Es indudable el enorme potencial que puede tener el móvil, pero a través del visionado del programa, queda claro los perjudiciales usos que se pueden hacer del mismo, tanto en los considerados como nativos digitales como en personas adultas. Entre estos usos dañinos, podemos destacar la adicción que generan, ya que algunos autores consideran que "el atractivo de Internet y el móvil podrían compararse con las propiedades reforzadoras de las sustancias adictivas" (Sánchez, X., Beranuy, M., Castellana, M., Chamarro, A. Oberst, U., 2008, p. 150). Tal y como argumentaba Z. Bauman en la entrevista, el móvil brinda la oportunidad de estar en contacto permanente, lo cual, a mi parecer puede tener tanto aspectos positivos como negativos, ya que permite socializarnos, disfrutar del ocio, asumir autonomía, expresión de sentimientos con los demás, pero a la vez, genera descontrol de los padres en el uso que hacen de los móviles los hijos, genera dependencia, etc. 

Estudios revelan la dependencia que pueden generar los móviles y los factores que influyen en ella (Sánchez, X., 2008), tales como: el deseo, ansia o pulsión irresistible (craving). Además, genera focalización de la atención en un único elemento, en este caso el dispositivo móvil, que hace que se modifique el estado de ánimo de las personas. En muchos casos, las personas adoptan conductas agresivas o irritables con los demás, cuando se intenta tener contacto con ellos. Por estos motivos, considero necesario y urgente educar en su uso desde una óptica preventiva en las primeras edades y desde una correctiva cuando ya conozcamos casos de dependencia. 

No debemos olvidar que el móvil es un elemento presente en nuestro día a día que está cargado de una multitud de ventajas y más en los tiempos que corren con los nuevos avances y las nuevas posibilidades que se están descubriendo, como por ejemplo: diseño de móviles para personas con diversidad funcional, móviles en situaciones de riesgo (llamadas, etc), información 24 horas y un largo etcétera. 

Lo adecuado, como apuntaba anteriormente es saber gestionarlo, pero nunca tratar de eliminarlo, puesto que debemos educar con las TIC, educar en su uso racional.

Como pedagogos/as, nos queda un gran trabajo por hacer: empezando por nosotros mismos y terminando por los demás. ¿Cuál es vuestra opinión al respecto? ¿Qué podemos hacer para evitar la dependencia al móvil?

Referencias bibliográficas: 

Sánchez, X., Beranuy, M., Castellana, M., Chamarro, A. Oberst, U. (2008).

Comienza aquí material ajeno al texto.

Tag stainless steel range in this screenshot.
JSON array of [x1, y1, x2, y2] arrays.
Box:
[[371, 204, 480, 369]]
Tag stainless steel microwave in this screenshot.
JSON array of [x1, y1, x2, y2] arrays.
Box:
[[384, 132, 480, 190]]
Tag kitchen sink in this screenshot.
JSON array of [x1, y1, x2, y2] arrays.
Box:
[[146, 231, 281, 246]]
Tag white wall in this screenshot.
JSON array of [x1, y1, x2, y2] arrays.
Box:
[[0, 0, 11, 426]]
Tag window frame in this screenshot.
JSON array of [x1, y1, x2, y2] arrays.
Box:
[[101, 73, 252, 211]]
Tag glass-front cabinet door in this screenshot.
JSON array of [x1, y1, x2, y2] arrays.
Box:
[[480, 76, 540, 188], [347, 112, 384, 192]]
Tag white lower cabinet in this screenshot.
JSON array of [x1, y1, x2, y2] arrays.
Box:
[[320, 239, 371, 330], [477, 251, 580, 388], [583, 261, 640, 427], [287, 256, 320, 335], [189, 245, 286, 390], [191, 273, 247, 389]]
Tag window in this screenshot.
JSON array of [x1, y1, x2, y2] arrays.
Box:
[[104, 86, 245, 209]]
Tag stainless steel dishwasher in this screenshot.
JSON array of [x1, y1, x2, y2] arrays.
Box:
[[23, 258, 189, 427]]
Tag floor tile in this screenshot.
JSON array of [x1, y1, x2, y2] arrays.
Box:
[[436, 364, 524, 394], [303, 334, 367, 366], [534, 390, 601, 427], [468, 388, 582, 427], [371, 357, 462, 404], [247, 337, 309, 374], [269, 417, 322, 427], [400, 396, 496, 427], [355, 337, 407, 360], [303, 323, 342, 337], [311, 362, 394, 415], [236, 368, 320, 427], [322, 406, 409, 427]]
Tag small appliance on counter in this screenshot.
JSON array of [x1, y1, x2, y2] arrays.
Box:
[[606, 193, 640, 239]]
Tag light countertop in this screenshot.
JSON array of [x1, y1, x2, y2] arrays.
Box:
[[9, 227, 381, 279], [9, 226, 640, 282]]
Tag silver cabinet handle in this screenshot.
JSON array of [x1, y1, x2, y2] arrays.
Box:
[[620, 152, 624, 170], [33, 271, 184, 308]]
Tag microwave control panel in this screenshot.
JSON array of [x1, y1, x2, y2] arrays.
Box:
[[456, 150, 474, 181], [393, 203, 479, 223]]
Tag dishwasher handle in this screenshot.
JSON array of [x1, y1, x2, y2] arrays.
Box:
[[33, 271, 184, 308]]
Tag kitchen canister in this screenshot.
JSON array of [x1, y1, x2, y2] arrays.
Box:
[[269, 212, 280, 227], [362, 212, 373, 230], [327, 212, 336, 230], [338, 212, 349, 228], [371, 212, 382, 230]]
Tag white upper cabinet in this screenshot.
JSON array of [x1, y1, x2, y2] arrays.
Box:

La adicción a Internet y al móvil: ¿moda o trastorno?. Revista Adicciones, 20 (2), 149-159.

Comentarios

  • IriaPG

    Hola Nerea, me ha parecido muy interesante lo que comentas. He intentado encontrar el programa por internet pero no he sido capaz. Aun así me gustaría dar mi opinión al respecto, pues al contrario de Z. Bauman, yo creo que el estar conectados si alivia nuestra soledad.

    El mundo ha cambiado mucho con la llegada de las tecnologías y nuestra manera de relacionarnos lo ha hecho a su vez. El ser humano es un animal social que necesita relacionarse con otros para sentirse completo, pero también es un ser inmerso en una socidad de avances tecnologicos constantes. Siendo así no es de extrañar que el ser humano ante su necesidad de relacionarse y las nuevas opciones que las tecnologias le dan, no heche mano de ellas y se produzca un cambio en la forma de relacionarse de la sociedad en si.

    Ahora bien, con esto no digo que las relaciones vía móvil deban o vayan a substituir a las directas y tradicionales. Simplemente creo que se complementan, y además pienso que los móviles aportan cosas muy positivas que la comunicación tradicional no puede aportar. Por ejemplo, el comunicarse con personas que se encuentran lejos de manera instantanea.

    En cuanto al tema de la adicción, creo que todo en exceso es malo por tanto si, un movil puede crear adicción. Pero la televisión, la comida basura y hasta el deporte, también lo hacen. El peligro no es el movil, sino cualquier abuso. Por eso se debe educar a los sujetos para que sean conscintes de sus ctos y puedan razonar sobre ellos de manera que corrijan sus errores antes de que se produzcan daños irreversibles.